In this exercise, we will be using using recurrent neural network to add three digit numbers, encoded as character strings. 

For example, given a string '223+12', we would like to return '235', without teaching the model explicit addition rules.

You are given the class __CharacterTable__ to assist with encoding and decoding,  which is initialized below:

In [14]:
from HW6_functions import *
chars = '0123456789+ '
ctable = CharacterTable(chars)

__CharacterTable__ contains functions _encode_ and _decode_.

_encode_ takes in a string and the number of rows needed in the one hot encoding.

_decode_ returns the string corresponding to the encoded one hot encoding.

An example of usage below:

In [15]:
encoded_123 = ctable.encode('123', 3)
print("Encoded Format: \n {}".format(encoded_123))
decoded_123 = ctable.decode(encoded_123)
print("Decoded Format: {}".format(decoded_123))

Encoded Format: 
 [[0. 0. 0. 1. 0. 0. 0. 0. 0. 0. 0. 0.]
 [0. 0. 0. 0. 1. 0. 0. 0. 0. 0. 0. 0.]
 [0. 0. 0. 0. 0. 1. 0. 0. 0. 0. 0. 0.]]
Decoded Format: 123


## Generating Training Data

Your first task is to create the data to train on.

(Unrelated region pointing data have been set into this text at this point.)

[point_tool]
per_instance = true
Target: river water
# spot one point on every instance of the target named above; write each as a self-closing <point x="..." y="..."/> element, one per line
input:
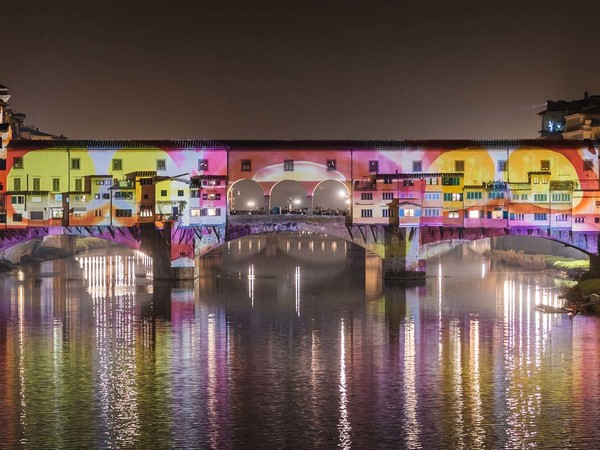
<point x="292" y="342"/>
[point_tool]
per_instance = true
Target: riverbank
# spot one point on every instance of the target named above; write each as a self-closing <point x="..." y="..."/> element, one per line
<point x="578" y="295"/>
<point x="40" y="252"/>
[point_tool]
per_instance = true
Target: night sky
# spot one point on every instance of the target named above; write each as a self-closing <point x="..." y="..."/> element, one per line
<point x="296" y="70"/>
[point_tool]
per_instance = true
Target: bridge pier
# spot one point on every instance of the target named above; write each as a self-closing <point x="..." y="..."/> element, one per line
<point x="170" y="260"/>
<point x="401" y="260"/>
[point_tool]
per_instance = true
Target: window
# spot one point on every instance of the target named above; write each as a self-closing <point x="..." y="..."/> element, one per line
<point x="408" y="212"/>
<point x="124" y="195"/>
<point x="146" y="211"/>
<point x="123" y="213"/>
<point x="211" y="212"/>
<point x="211" y="196"/>
<point x="545" y="165"/>
<point x="451" y="181"/>
<point x="432" y="196"/>
<point x="433" y="212"/>
<point x="561" y="197"/>
<point x="453" y="197"/>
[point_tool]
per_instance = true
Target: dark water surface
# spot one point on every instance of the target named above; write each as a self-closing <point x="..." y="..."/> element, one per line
<point x="292" y="343"/>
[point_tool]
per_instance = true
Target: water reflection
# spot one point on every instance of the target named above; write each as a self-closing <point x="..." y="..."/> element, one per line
<point x="292" y="341"/>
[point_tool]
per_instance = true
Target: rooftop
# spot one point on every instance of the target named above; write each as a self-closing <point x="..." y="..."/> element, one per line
<point x="293" y="144"/>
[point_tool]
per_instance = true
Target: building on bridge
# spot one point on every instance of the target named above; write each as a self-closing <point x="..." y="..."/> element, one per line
<point x="574" y="119"/>
<point x="383" y="195"/>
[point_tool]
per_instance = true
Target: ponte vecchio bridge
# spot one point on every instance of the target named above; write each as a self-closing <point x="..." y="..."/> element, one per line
<point x="181" y="199"/>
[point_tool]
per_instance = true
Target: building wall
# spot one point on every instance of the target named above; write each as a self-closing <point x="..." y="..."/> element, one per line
<point x="506" y="180"/>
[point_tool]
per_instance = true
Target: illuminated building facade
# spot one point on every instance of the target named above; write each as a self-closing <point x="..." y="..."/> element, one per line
<point x="574" y="119"/>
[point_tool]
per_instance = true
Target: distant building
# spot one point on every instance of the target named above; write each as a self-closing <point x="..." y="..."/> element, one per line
<point x="13" y="126"/>
<point x="575" y="119"/>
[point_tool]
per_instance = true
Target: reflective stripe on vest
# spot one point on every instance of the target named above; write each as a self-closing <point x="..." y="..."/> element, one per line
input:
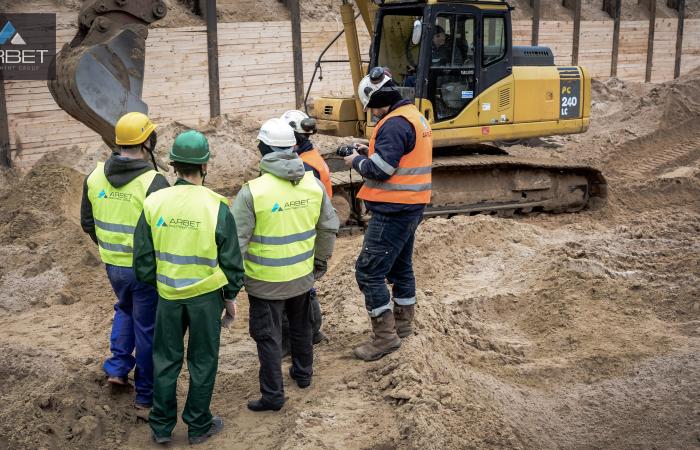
<point x="315" y="160"/>
<point x="183" y="223"/>
<point x="116" y="212"/>
<point x="282" y="246"/>
<point x="411" y="181"/>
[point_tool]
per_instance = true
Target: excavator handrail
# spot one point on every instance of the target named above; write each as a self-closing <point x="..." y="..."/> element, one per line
<point x="319" y="61"/>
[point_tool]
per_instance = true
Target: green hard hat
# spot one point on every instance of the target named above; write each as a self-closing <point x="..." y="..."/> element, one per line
<point x="190" y="147"/>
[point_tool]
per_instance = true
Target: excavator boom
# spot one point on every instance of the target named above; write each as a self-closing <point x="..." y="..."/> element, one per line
<point x="99" y="74"/>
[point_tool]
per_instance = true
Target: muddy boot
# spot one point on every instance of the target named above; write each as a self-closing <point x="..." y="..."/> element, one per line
<point x="384" y="340"/>
<point x="403" y="316"/>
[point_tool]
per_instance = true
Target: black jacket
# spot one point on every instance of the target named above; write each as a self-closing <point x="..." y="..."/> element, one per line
<point x="394" y="139"/>
<point x="119" y="172"/>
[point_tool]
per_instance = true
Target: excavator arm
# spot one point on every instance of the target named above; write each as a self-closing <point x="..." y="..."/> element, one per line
<point x="99" y="74"/>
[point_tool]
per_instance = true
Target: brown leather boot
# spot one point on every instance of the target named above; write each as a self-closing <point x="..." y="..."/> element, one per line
<point x="384" y="340"/>
<point x="403" y="316"/>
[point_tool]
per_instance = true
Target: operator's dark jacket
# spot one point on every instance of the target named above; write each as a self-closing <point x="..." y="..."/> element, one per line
<point x="119" y="171"/>
<point x="303" y="148"/>
<point x="229" y="253"/>
<point x="394" y="139"/>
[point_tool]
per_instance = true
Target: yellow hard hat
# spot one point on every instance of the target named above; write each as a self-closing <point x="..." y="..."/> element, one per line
<point x="133" y="129"/>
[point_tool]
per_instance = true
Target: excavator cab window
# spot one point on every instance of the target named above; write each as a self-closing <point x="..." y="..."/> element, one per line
<point x="452" y="83"/>
<point x="494" y="40"/>
<point x="396" y="51"/>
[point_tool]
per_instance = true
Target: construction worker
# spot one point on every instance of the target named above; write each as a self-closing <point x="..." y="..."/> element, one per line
<point x="113" y="196"/>
<point x="397" y="187"/>
<point x="286" y="229"/>
<point x="304" y="127"/>
<point x="185" y="244"/>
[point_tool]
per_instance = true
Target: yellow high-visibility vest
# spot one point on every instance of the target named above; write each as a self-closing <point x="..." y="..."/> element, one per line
<point x="282" y="246"/>
<point x="116" y="212"/>
<point x="183" y="222"/>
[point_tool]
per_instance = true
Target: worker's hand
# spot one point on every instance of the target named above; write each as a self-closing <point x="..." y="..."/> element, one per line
<point x="320" y="268"/>
<point x="230" y="314"/>
<point x="350" y="158"/>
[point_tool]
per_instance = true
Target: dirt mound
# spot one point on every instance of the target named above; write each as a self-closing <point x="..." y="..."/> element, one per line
<point x="41" y="241"/>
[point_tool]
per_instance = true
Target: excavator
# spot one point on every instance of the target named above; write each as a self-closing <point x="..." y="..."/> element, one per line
<point x="455" y="59"/>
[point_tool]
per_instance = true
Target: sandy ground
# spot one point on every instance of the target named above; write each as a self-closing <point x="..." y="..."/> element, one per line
<point x="545" y="331"/>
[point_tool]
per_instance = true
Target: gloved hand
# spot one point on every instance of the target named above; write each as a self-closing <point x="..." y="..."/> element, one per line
<point x="230" y="314"/>
<point x="320" y="268"/>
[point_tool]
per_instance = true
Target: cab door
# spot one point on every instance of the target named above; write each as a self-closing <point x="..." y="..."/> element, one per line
<point x="495" y="83"/>
<point x="451" y="61"/>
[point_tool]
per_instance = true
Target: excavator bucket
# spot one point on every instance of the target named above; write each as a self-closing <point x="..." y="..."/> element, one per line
<point x="99" y="74"/>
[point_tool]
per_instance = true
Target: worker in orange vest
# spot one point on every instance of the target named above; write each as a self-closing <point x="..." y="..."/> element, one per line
<point x="304" y="127"/>
<point x="397" y="188"/>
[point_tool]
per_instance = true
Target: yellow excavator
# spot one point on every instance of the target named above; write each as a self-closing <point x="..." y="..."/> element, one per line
<point x="457" y="61"/>
<point x="454" y="58"/>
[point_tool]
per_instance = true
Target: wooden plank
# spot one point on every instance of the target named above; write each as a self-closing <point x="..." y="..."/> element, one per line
<point x="616" y="38"/>
<point x="5" y="159"/>
<point x="535" y="21"/>
<point x="577" y="33"/>
<point x="679" y="39"/>
<point x="650" y="40"/>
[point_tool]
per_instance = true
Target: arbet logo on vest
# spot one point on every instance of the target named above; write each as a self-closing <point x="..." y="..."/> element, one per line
<point x="294" y="204"/>
<point x="181" y="224"/>
<point x="122" y="197"/>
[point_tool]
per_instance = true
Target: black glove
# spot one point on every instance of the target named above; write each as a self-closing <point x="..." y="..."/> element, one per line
<point x="320" y="268"/>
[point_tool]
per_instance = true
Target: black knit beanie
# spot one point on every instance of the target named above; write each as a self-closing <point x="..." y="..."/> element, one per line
<point x="387" y="95"/>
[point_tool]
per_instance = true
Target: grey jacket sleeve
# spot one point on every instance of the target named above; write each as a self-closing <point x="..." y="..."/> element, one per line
<point x="326" y="228"/>
<point x="244" y="215"/>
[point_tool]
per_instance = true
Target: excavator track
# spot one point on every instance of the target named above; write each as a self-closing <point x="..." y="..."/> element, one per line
<point x="499" y="184"/>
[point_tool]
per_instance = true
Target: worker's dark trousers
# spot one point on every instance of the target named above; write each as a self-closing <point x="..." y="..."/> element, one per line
<point x="387" y="255"/>
<point x="316" y="322"/>
<point x="202" y="315"/>
<point x="266" y="329"/>
<point x="132" y="329"/>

Luckily, we have virtually unlimited training data because addition is trivial for Python.

You will populate two arrays, _problems_ and _answers_, which contain your predictors and target variables.

Examples from _problems_:

In [16]:
'    1+7'

'  12+10'

'520+880'

'520+880'

Examples from _answers_:

In [17]:
'8   '

'22  '

'1400'

'1400'

Notice that spaces are inserted to the left and right of strings within _problems_ and _answers_ to keep the dimensions of the input and output the same. When adding three digit numbers, the maximum possible length of a string in _problems_ is 7, while the maximum possible length of a string in _answers_ is 4.


In [18]:
TRAINING_SIZE = 50000
DIGITS = 3
MAXLEN = DIGITS + 1 + DIGITS

In [1]:
problems = []
answers = []

** 1. Populate the two matrices _X_ and _y_, which contain the encoded version of problems and answers. **
The _i_ th row in both matrices should contain one encoded problem and answer, respectively. 

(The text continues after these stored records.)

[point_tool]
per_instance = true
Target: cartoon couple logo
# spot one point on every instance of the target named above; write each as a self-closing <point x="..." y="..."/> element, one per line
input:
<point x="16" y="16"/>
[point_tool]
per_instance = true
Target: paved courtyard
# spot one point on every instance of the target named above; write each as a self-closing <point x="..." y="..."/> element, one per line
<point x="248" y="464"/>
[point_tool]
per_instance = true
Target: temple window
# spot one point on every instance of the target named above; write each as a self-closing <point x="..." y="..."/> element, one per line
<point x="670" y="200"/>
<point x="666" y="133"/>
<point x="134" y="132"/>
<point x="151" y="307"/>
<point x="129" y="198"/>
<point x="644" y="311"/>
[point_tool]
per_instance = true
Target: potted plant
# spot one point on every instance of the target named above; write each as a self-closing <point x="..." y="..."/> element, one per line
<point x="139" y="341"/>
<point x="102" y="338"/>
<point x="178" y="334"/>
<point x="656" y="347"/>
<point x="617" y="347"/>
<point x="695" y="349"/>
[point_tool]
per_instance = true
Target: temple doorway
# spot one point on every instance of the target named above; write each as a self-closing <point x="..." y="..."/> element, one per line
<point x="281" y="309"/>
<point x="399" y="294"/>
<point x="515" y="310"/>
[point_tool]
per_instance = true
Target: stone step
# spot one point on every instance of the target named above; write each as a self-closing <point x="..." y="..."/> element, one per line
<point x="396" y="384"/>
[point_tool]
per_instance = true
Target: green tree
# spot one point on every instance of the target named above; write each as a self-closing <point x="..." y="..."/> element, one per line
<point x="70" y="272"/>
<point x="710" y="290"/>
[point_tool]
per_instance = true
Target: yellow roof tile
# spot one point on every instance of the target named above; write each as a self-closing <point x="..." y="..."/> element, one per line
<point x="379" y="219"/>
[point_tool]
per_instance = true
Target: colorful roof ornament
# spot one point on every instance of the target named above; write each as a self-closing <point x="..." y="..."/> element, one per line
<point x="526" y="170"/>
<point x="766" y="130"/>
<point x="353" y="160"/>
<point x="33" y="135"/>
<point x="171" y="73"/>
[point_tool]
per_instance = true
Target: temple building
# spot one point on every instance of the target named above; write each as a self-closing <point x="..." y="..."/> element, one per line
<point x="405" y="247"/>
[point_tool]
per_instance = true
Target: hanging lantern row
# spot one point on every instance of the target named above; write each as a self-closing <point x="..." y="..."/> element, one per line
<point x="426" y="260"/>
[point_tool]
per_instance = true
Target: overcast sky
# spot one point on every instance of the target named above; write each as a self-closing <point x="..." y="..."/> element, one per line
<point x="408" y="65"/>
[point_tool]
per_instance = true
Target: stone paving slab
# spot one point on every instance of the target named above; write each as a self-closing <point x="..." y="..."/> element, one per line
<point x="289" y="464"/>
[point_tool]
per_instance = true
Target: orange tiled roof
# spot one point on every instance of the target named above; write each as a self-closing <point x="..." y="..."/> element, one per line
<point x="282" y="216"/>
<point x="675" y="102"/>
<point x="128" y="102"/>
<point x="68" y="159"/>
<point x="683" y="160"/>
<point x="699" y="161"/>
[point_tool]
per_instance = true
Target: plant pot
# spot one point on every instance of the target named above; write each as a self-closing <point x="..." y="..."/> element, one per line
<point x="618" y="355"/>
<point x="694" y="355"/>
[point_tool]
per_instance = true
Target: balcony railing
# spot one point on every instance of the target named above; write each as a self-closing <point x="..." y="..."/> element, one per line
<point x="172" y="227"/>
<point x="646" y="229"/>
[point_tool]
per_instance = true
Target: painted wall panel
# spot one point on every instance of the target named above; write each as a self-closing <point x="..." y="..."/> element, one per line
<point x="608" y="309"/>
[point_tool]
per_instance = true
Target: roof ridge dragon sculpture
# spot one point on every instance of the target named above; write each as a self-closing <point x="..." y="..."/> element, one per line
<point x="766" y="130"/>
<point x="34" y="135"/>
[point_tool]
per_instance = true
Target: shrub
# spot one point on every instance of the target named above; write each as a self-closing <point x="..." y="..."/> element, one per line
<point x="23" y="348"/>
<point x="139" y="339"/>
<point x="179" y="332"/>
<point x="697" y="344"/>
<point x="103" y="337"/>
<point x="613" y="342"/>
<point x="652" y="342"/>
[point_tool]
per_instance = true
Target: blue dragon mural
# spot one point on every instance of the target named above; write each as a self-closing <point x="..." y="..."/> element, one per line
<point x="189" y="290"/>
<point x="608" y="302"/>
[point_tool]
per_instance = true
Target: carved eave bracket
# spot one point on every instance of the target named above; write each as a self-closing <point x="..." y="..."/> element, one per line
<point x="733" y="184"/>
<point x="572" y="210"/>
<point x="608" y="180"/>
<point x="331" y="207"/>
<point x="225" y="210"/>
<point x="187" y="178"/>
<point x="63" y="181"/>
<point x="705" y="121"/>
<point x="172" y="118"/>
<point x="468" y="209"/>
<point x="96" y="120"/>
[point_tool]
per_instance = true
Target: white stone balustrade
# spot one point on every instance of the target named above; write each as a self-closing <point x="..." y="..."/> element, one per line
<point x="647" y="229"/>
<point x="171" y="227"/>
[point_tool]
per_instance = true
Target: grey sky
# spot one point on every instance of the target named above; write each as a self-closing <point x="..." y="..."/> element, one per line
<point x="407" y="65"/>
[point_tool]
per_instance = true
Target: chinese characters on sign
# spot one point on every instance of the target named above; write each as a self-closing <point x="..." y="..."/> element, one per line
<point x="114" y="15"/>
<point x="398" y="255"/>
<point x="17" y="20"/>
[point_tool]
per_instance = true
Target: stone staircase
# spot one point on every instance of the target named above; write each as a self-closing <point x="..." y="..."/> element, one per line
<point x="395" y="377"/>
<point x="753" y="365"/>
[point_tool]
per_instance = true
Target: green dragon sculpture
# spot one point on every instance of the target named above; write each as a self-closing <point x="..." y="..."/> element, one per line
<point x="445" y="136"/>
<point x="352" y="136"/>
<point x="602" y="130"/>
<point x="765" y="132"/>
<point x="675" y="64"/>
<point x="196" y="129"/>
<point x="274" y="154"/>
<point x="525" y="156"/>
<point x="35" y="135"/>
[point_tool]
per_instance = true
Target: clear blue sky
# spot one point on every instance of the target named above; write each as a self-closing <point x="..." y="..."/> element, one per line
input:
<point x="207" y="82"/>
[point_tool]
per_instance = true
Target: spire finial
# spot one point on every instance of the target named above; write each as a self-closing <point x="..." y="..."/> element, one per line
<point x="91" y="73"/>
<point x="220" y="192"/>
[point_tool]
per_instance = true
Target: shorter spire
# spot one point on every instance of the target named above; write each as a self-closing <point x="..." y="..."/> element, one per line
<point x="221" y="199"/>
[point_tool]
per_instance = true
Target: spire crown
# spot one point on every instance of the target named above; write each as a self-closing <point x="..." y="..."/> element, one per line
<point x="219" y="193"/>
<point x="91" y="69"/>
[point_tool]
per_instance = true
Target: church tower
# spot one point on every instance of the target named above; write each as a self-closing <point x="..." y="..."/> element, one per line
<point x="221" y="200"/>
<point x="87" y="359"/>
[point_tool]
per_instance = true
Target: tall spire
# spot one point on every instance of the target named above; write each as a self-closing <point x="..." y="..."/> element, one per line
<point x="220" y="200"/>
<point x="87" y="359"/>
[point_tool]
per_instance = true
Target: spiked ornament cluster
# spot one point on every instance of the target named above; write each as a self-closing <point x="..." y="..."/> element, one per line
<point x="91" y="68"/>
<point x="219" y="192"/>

** 2. Next, shuffle your data and split it into training and validation sets. **
These matrices should be named x_train, y_train, x_val, and y_val.

## Building the Model

** 1. Using Keras, create a recurrent model that takes in _X_ and returns _y_. **
You are free to choose LSTM, or just a vanilla RNN to implement your model. Your model should take in NUM_LAYERS as a parameter.

** 2. Create and train models with 1, 2, and 3 layers over 50 epochs. Plot test accuracy as a function of epoch for each model. **
Note: You do not have to print the progress bars for each model in your final report, you only have to include the accuracy plots.

** 3. Which model has the highest test accuracy? By looking at the accuracy over epochs, what can you say about how depth affects training and performance for recurrent models? **

In [None]:
BATCH_SIZE = 
LAYERS = 

model = Sequential()

#Create model here

In [None]:
nb_epochs = 50
for iteration in range(1, nb_epochs):
    print()
    print('-' * 50)
    print('Iteration', iteration)
    results = model.fit(x_train, y_train,
              batch_size=BATCH_SIZE,
              epochs=1,
              validation_data=(x_val, y_val))
    # Select 10 samples from the validation set at random so we can visualize
    # errors.
    print_results(x_val, y_val, model)
    
    #To get validation accuracy per epoch, store results.history['val_acc'] in an array.